Bizarrely, having finished my chores this morning, just before sitting down to type I checked my assorted social media (okay, I have just one, Facebook; I get too confused by all the assorted platforms available) and the computer was kind enough to remind me that the last Admiral Sir Cloudesley Shovell CD had popped through my letterbox three years ago to the day. Well, it definitely didn’t seem that long, having had all their rather excellent albums on regular rotation, but damn it’s good to have a new album in the form of ‘Very Uncertain Times’.

From the off with title track ‘Very Uncertain Times’ the tried and true Shovell formula swaggers out of the speakers, a cocksure combination of gruff vocals, howling guitar, incendiary bass and thunderous drums, albeit the wielder of the sticks is now Serra Petale, a long time live presence with the band. This is what the fans want, and the band delivers in spades, uncompromising hard rock played without tricks and gimmicks, just one hundred percent heart. More timeless goodness abounds in ‘Ten Years Later’, and frankly it could have been recorded any time in the last fifty years, steeped as it is in the legacy of such legendary power trios as The Jimi Hendrix Experience or Cream at their most raw, all before they give the listener’s ears ‘The Third Degree’. If that wasn’t good enough, the band go full on early Motörhead with the opening of ‘Mr Freedom’, a number that slows down into a dirty blues crawl halfway through before stamping a cowboy boot back on the accelerator; I can only imagine that Johnny Gorillar had to raise the mike stand on high to obtain that full on Lemmy growl.

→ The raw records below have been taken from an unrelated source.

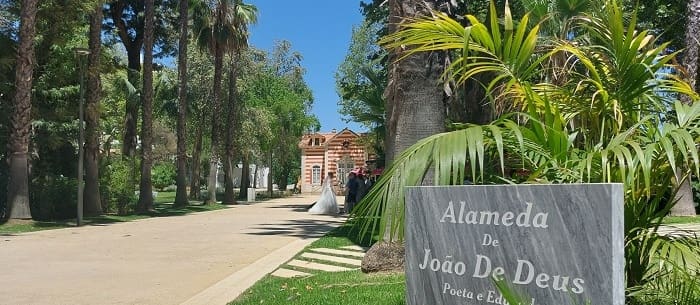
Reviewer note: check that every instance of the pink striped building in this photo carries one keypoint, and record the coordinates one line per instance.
(334, 152)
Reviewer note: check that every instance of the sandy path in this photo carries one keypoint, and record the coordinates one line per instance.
(153, 261)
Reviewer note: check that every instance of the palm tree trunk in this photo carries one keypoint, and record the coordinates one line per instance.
(181, 181)
(18, 154)
(245, 178)
(216, 107)
(230, 123)
(196, 153)
(685, 206)
(146, 187)
(414, 103)
(269, 175)
(118, 9)
(92, 203)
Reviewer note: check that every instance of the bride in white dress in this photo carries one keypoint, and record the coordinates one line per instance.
(326, 204)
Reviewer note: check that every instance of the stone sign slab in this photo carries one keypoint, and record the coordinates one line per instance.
(556, 244)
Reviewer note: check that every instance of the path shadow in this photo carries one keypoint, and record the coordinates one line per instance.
(298, 228)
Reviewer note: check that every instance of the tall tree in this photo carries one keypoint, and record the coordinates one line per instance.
(243, 14)
(216, 24)
(92, 203)
(146, 187)
(413, 95)
(18, 154)
(414, 104)
(126, 19)
(181, 181)
(685, 206)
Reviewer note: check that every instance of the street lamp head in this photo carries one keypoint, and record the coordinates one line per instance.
(81, 51)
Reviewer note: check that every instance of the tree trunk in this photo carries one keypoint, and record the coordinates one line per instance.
(255, 177)
(118, 11)
(269, 175)
(18, 184)
(230, 123)
(245, 178)
(415, 108)
(685, 206)
(92, 199)
(196, 153)
(216, 108)
(181, 181)
(145, 189)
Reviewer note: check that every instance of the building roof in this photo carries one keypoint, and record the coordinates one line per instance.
(326, 136)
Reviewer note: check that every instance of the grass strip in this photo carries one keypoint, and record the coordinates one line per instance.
(348, 288)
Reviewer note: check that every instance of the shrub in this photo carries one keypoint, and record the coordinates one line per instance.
(53, 197)
(163, 174)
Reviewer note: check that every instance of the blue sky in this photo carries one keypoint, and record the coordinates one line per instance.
(318, 29)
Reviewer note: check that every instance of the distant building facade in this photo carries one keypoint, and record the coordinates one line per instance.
(337, 152)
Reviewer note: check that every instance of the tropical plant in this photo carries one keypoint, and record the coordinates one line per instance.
(615, 118)
(18, 152)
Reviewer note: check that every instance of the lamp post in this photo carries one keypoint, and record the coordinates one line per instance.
(81, 53)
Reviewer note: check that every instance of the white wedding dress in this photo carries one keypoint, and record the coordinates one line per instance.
(326, 204)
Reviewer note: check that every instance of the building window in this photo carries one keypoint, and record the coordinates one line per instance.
(345, 165)
(316, 175)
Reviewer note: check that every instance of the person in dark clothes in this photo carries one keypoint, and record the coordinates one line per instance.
(351, 187)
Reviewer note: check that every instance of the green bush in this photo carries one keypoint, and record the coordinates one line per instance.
(163, 174)
(120, 187)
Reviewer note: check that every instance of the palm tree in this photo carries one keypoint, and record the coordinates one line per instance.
(414, 100)
(614, 119)
(145, 187)
(18, 154)
(93, 205)
(244, 14)
(218, 28)
(691, 60)
(181, 192)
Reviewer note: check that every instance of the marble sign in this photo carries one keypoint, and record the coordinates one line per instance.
(555, 244)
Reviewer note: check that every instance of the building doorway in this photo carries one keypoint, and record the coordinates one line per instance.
(345, 165)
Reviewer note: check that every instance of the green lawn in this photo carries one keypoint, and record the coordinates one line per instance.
(162, 208)
(347, 288)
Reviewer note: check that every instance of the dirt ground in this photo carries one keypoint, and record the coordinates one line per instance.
(166, 260)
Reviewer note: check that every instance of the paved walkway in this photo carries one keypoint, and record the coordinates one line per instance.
(203, 258)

Not everything is an all out sprint, with ‘Iceberg’ having a mellow psychedelic vibe in the fuzzy guitars and harmonized vocals, but the energy that underpins their sound and live shows could not be contained for long, and soon their primal need to rock out piles to the front with a blazing Gorillar solo, a display of dirty virtuosity matched note for note and beat for beat by the flying bass of Louis Comfort-Wiggett and drums of Ms Petale. Damn me, but I sure hope that this is a track destined to be a cornerstone of their live set, albeit I fear for the future resilience of my neck bones if it does.

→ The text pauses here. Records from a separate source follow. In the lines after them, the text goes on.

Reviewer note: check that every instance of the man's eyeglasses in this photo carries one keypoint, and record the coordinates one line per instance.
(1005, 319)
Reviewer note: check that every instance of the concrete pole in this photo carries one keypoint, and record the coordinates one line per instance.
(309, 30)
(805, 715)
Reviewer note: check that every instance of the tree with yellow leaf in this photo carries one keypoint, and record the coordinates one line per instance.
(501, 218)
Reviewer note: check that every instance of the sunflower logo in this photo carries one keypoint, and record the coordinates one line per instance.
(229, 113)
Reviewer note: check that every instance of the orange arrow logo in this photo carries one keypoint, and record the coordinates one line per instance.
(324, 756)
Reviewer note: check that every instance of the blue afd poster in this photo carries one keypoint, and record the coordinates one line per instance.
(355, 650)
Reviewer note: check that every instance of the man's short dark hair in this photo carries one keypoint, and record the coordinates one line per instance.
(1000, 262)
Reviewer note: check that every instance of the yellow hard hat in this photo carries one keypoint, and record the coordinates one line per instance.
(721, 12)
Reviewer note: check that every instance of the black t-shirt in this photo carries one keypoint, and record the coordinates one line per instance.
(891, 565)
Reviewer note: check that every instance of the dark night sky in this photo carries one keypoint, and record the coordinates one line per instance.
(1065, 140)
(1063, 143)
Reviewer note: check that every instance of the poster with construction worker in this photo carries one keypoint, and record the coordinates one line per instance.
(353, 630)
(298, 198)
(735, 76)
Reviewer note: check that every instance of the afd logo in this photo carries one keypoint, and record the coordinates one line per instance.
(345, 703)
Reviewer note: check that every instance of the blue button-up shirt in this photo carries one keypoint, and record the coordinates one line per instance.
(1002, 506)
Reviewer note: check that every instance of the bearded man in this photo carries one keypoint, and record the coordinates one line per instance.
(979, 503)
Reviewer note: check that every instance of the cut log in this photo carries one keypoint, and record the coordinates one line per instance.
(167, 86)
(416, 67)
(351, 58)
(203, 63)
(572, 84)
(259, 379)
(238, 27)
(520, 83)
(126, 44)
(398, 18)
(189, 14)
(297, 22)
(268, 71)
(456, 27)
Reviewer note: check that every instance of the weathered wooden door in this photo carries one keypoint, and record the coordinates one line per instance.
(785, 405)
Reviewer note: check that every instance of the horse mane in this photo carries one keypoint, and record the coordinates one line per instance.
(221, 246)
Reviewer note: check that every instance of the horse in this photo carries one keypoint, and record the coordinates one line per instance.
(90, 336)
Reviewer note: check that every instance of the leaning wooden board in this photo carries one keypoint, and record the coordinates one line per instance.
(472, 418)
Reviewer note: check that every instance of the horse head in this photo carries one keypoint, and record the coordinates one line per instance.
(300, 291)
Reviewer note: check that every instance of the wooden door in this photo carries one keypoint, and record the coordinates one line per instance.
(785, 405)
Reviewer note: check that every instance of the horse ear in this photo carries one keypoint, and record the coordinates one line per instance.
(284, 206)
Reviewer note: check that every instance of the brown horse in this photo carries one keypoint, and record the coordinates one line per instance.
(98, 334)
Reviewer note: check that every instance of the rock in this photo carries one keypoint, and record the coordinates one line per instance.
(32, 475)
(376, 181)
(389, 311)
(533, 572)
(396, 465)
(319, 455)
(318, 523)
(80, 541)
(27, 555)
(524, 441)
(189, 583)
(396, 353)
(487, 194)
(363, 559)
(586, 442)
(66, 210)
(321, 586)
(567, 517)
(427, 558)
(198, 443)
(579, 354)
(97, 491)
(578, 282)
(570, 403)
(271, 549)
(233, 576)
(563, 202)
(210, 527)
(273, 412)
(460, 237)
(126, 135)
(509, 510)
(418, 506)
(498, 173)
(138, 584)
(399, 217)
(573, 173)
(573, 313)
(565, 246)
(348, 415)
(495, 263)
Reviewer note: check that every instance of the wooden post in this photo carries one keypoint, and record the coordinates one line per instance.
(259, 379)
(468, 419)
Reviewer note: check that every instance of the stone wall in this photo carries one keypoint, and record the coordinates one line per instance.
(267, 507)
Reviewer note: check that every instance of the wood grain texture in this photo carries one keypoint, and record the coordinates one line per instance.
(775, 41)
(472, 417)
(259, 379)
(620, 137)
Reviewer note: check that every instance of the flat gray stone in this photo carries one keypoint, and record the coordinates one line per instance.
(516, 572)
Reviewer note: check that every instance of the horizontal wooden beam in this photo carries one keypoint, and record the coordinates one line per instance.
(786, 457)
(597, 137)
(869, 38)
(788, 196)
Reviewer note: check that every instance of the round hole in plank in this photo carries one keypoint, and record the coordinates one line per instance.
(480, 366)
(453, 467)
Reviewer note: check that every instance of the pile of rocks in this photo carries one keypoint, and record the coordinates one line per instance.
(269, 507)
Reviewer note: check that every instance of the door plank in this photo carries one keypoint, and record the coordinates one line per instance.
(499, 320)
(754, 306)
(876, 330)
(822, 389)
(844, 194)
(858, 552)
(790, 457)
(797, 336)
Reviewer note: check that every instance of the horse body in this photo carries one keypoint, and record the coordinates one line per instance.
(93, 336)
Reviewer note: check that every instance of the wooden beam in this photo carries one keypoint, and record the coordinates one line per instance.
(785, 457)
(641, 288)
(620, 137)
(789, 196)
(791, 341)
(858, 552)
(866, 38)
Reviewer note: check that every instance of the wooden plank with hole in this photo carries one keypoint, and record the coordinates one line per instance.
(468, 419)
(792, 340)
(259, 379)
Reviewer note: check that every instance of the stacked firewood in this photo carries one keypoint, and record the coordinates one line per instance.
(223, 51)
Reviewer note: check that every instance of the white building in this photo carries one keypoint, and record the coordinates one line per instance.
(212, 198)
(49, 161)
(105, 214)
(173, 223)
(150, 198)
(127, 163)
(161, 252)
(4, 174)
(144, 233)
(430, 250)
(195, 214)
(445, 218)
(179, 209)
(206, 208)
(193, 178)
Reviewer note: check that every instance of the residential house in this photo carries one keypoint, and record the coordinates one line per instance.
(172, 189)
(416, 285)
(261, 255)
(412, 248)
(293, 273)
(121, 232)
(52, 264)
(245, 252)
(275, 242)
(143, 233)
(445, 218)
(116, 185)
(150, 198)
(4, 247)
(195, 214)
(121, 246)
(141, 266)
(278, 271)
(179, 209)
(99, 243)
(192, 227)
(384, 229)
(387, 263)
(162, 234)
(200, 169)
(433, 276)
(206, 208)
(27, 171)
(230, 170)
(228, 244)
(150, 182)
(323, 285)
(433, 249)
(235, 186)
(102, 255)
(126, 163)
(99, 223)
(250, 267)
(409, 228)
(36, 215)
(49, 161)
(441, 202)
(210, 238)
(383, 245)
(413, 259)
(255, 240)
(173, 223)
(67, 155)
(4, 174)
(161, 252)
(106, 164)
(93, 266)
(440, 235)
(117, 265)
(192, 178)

Admiral Sir Cloudsley Shovell then travels to ‘Blackworth Quarry’, a mythical place from which I can only assume they mine their own special brand of heavy rock, a number followed fast furiously by ‘Biscuits For Victor’, biscuits that I can only assume are smothered in cream and butter in order to, as their last album predicted, ‘Keep It Greasy’. This thunderstorm of music is rounded off by ‘No Man’s Land’, a track that despite being a subject that could be a complete downer, is instead a song to lift the spirits and have drinks spilt as their owners fists punch the air along to the infectious riffage.

In the ‘Very Uncertain Times’ that we live in, where every news bulletin is nothing but a litany of doom and gloom that takes me back to my own youth, albeit the man made apocalypse then was expected to be a mushroom cloud rather than a smog of industrial waste and greed, Admiral Sir Cloudsley Shovell have chosen to deliver a slice of good times rock to lift the spirits and remind all who listen that there are good things in the world worth living for; for that, I thank them.